Visiteuses et visiteurs de salons littéraires ou clients de librairies où j’étais invité pour une dédicace de mon essai, combien d’entre vous venus bavarder avec moi se sont gentiment moqués de ce sous-titre « Remettons le monde à l’endroit » en me faisant remarquer qu’il y avait du travail pour parvenir à ce résultat ! Je dois reconnaître que cette remarque de bon sens se trouve malheureusement validée par les décisions prises au cours des deux dernières années par la Commission européenne dont la politique n’est rien d’autre que le reflet du consensus des chefs de gouvernement européens en faveur d’une économie d’orientation néolibérale qui donne la prééminence à la liberté de commercer ou d’investir ici et là sans contreparties en termes de droits humains, de conditions de travail, de protection sociale, de normes sanitaires proscrivant la présence de résidus toxiques dans nos aliments, ou soupçonnés de l’être par application du principe de précaution, et enfin de protection de l’environnement dans toutes ses composantes. Inutile d’examiner tous ces accords de libre-échange (ALE) qui ont été passés entre l’Union européenne et le Canada (CETA), le Japon (JEFTA) et Singapour.  

Je vais me contenter d’évoquer un peu plus longuement le nouvel ALE passé tout récemment entre l’Union européenne et le Vietnam. Signé le 30 juin 2019 à Hanoï, cet accord a été soumis le 12 février 2020 au vote du Parlement européen (PE) sans que ces évènements ne fassent les titres des journaux ou d’annonces dans les radios et les télévisions. Pourtant, faut-il répéter que l’accumulation de tels accords, rédigés de manière encore plus permissive que dans le cadre de l’OMC, supprimant par exemple la quasi-totalité des droits de douane, ont un impact considérable sur notre emploi (délocalisations, licenciements, précarité, stagnation des salaires), notre consommation, y compris notre alimentation, et plus largement sur l’environnement puisque ces accords vont générer encore plus de trafics maritime, routier et aérien, donc plus de pollution et plus d’émission de GES (Gaz à effet de serre). Il faut encore dire que le Vietnam n’est pas une démocratie, les droits de l’homme y sont bafoués, les conditions d’emploi très dures et les salaires indigents. Nombre d’organisations de la société civile ont tenté d’attirer l’attention de la Commission puis des députés du PE sur les conséquences de ce nouvel ALE. En vain !

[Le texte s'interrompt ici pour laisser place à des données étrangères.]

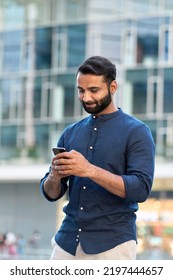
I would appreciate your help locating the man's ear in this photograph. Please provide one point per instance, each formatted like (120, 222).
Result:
(113, 87)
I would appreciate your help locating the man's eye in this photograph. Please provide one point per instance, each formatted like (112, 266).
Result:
(94, 90)
(80, 90)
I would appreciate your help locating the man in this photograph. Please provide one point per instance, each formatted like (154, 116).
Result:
(108, 168)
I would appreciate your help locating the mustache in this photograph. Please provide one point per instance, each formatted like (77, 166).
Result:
(88, 103)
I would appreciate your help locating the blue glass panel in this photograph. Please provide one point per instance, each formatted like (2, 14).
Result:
(76, 44)
(43, 48)
(12, 49)
(168, 97)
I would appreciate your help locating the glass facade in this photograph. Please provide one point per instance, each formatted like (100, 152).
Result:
(43, 42)
(41, 49)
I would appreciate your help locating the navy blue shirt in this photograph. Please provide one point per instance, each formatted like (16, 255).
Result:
(96, 218)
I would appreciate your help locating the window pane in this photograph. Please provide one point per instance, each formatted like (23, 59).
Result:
(12, 48)
(139, 98)
(168, 97)
(76, 44)
(43, 48)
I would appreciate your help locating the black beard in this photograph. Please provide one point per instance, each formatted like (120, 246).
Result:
(99, 106)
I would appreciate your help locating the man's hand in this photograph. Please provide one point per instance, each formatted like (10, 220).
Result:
(71, 163)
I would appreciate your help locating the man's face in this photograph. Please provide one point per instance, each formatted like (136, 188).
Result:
(93, 93)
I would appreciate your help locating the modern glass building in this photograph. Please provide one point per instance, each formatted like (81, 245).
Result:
(41, 45)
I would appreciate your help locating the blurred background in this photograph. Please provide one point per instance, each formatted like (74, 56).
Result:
(41, 45)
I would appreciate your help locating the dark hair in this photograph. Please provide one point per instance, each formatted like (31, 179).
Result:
(98, 65)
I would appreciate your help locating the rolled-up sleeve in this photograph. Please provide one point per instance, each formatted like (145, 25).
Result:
(140, 157)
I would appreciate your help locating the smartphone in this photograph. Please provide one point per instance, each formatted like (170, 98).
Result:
(58, 150)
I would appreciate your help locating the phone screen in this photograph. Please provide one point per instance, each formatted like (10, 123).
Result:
(58, 150)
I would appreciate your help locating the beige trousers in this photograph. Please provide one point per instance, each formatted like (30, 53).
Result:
(124, 251)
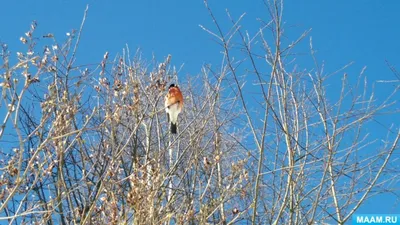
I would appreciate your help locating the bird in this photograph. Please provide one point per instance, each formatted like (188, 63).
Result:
(173, 106)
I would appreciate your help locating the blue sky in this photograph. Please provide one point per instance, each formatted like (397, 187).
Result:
(366, 32)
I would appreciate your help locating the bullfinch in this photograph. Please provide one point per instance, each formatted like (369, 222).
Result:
(173, 105)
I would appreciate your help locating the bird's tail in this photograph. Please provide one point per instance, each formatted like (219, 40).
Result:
(173, 128)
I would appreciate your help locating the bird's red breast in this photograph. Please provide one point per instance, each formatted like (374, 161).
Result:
(174, 96)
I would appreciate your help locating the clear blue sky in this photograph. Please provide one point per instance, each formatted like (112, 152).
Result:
(366, 32)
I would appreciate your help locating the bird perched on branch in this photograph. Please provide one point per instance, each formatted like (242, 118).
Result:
(173, 105)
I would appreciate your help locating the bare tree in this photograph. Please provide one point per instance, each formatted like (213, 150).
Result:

Par 401 voix pour, 192 voix contre et 40 abstentions, les députés européens ont donné massivement leur aval à cet accord ! Notons également que le même jour, le PE a voté en faveur du financement de 55 projets gaziers en Europe. Est-ce ainsi que les dirigeants européens et le PE ont l’intention de concrétiser la profonde mutation écologique annoncée avec le « Green Deal » ?

Je voudrais tout de même terminer par une information qui laisse quelque espoir et m’incite à penser qu’il ne faut pas renoncer à remettre le monde à l’endroit. Dans le vote précité, les députés français se sont prononcés sur l’accord avec le Vietnam par 27 voix contre, 25 pour et 2 abstentions (je pourrai donner à ceux qui le souhaitent la répartition des votes par famille politique). Donc, si tous les pays européens avaient voté comme la France, ce nouvel accord avec le Vietnam aurait été rejeté ! Pour ce long billet, j’ai donc choisi un extrait de mon essai qui se veut résolument optimiste (p256) :

Toutefois, il n’est pas déraisonnable de penser qu’un projet de transformation de la société qui tourne résolument le dos au capitalisme financier et promeut un mode de développement soucieux de solidarité, de redistribution équitable des richesses et de protection de l’environnement, corresponde mieux à la culture gréco-latine qu’à la culture anglo-saxonne dans laquelle on peut englober l’Allemagne. Il n’est pas à cet égard inintéressant de noter que l’année 2015 avait commencé avec une belle victoire de la gauche en Grèce, pays méditerranéen entre tous. Il est donc plus probable qu’un tel tournant soit pris par la France ou l’Italie plutôt que par l’Allemagne. Si l’un de ces deux pays latins avait en plus le soutien de deux ou trois autres pays du pourtour méditerranéen comme la Grèce, l’Espagne et le Portugal, un effet de contagion pourrait naître parmi les autres peuples européens où l’on commencerait à percevoir qu’un modèle de développement radicalement différent est possible, bref, qu’un monde nouveau est non seulement accessible, mais que son avènement est indispensable à la reprise du développement humain.